What was this Black Consciousness movement that upset the ruling whites so much and made Biko a marked man?
We can begin by saying what Black Consciousness was not. It was not white hatred; it was not based on the inferiority or superiority of races; nor was it a communistic philosophy. It was, as the name implied a complete awareness of self. It encouraged Blacks to see themselves as complete human beings; to look inside themselves and see their innate abilities too thin for self — to reach their fullest potential. This they could do alongside whites — not under or over them. They would be free of manipulation and oppression and not be, says Biko, “An extension of a broom, or additional leverage to some machine.”
The white power structure labeled the movement subversive and terroristic. One that could cause a racial explosion at any time.
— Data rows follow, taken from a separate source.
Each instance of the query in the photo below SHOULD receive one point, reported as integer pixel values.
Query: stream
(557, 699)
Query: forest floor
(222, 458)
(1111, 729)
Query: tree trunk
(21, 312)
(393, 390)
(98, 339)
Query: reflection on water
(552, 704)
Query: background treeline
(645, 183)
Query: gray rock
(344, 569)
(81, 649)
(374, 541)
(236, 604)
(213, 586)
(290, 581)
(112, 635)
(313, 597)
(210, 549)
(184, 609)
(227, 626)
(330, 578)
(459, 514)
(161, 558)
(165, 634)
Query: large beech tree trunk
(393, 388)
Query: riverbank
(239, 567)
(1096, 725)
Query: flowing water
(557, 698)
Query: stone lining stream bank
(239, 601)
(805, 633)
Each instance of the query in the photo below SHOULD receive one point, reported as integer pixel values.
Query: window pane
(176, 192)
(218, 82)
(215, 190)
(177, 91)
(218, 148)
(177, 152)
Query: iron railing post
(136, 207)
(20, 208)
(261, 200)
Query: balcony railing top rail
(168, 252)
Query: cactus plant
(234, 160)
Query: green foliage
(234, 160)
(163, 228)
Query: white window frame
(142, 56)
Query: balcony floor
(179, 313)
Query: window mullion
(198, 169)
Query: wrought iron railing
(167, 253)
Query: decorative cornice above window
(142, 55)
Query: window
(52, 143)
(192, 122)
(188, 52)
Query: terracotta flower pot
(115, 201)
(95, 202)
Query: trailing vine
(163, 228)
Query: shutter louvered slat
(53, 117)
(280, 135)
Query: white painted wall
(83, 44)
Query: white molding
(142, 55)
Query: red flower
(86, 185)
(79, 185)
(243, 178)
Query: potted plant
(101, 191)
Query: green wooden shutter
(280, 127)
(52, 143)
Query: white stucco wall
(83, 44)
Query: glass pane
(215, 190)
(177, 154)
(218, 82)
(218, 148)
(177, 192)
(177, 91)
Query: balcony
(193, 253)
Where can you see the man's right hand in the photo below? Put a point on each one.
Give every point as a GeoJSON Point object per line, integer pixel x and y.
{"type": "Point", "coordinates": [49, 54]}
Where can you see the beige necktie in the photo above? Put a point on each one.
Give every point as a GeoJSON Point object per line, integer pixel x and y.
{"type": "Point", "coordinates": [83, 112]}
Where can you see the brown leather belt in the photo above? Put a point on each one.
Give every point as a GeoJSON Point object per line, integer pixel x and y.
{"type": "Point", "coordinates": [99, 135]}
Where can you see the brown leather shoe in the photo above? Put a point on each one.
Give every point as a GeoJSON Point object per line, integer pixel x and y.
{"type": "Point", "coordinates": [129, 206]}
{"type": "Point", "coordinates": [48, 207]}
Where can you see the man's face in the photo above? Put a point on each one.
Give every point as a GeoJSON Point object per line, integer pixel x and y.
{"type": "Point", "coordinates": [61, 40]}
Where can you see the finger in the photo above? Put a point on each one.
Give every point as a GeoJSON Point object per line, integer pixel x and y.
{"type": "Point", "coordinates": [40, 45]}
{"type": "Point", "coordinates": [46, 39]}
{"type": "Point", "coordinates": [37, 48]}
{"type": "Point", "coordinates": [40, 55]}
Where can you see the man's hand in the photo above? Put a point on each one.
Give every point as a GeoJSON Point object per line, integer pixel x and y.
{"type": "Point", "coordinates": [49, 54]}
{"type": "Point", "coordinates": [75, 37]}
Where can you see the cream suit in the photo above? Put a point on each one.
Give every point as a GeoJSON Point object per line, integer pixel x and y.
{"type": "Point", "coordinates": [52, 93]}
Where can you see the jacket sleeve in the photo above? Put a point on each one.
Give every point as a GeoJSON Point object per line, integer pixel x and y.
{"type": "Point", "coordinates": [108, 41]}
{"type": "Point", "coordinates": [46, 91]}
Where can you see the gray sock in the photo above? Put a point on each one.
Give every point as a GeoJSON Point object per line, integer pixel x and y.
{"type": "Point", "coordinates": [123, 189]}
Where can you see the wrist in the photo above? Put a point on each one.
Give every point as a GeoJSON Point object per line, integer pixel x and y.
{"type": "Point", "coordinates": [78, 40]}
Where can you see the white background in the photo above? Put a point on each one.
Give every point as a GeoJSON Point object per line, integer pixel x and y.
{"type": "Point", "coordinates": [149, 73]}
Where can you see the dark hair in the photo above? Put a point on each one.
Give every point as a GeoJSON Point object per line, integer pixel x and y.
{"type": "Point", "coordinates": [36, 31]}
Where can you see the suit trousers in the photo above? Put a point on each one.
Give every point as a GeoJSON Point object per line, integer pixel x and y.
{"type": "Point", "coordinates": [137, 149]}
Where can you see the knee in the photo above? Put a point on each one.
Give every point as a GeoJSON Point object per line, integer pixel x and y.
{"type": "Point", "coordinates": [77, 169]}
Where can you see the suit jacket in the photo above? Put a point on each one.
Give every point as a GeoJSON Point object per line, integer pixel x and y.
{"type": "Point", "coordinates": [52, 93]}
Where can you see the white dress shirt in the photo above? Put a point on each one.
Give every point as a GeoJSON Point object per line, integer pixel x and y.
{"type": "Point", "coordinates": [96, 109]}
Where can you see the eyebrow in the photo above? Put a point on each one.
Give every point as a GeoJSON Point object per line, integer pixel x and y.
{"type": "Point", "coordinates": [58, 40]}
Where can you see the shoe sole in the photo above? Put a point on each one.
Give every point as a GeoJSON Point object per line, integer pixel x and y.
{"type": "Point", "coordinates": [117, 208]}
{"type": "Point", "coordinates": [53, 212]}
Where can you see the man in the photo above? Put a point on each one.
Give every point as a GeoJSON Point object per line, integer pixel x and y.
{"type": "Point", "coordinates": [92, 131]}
Biko continued his operations until he was arrested and accused of breaking banning orders. He had been detained before but this time it was different. In the hands of the police he was beaten to death at the age of 30.
The police reported that Biko refused to eat while detained and consequently died from hunger. However, after an inquest, South African fashion, it was discovered “the cause of death was brain injury which led to renal failure and other complication.” No one was held responsible!
Author Donald Woods feels that the entire system is responsible for Biko’s death. That the system should be indicted — the governing powers, the police, the judiciary and many doctors.
Donald Woods did not have to research his subject in the usual way. He shared a friendship with Steve Biko that went beyond mere observations, chance encounters and imaginary conclusions. This friendship that Donald Woods had with Steve Biko, whom he called “the greatest man that I ever had the privilege to know,” is appreciated when one considers Woods’ birth, rearing and education in racist South Africa.
Woods came from a background steeped in the belief that Blacks are inferior. He tells us what fractured this belief and made him a genuine liberal — some law study, a brush with politics and, finally, an interest in journalism.
As the editor of a paper that was anti-apartheid, he had no problem voicing opinions of the horrendous system. His newspaper was a forum for denouncing in-justices of the system.
Biko is an excellent piece of journalism. Donald Woods knows the art of getting to and presenting the facts. He knows the importance of including the reports of others who have something of substance to bring to the story. Woods’ wife, Wendy, also as a friend of Biko, did some on-the-scene reporting.
The book is both autobiographical and biographical. In order to tell Biko’s story most effectively, Woods had to reveal much of his own life story. Thus, one could understand how a black man and a white man in South Africa had such a unique involvement with each other.
This book makes the reader realize that distance does not make injustice any less unjust. Cruelty is no less cruel when it is thousands of miles away.
Biko By Donald Woods. Paddinton Press, Ltd. 288p.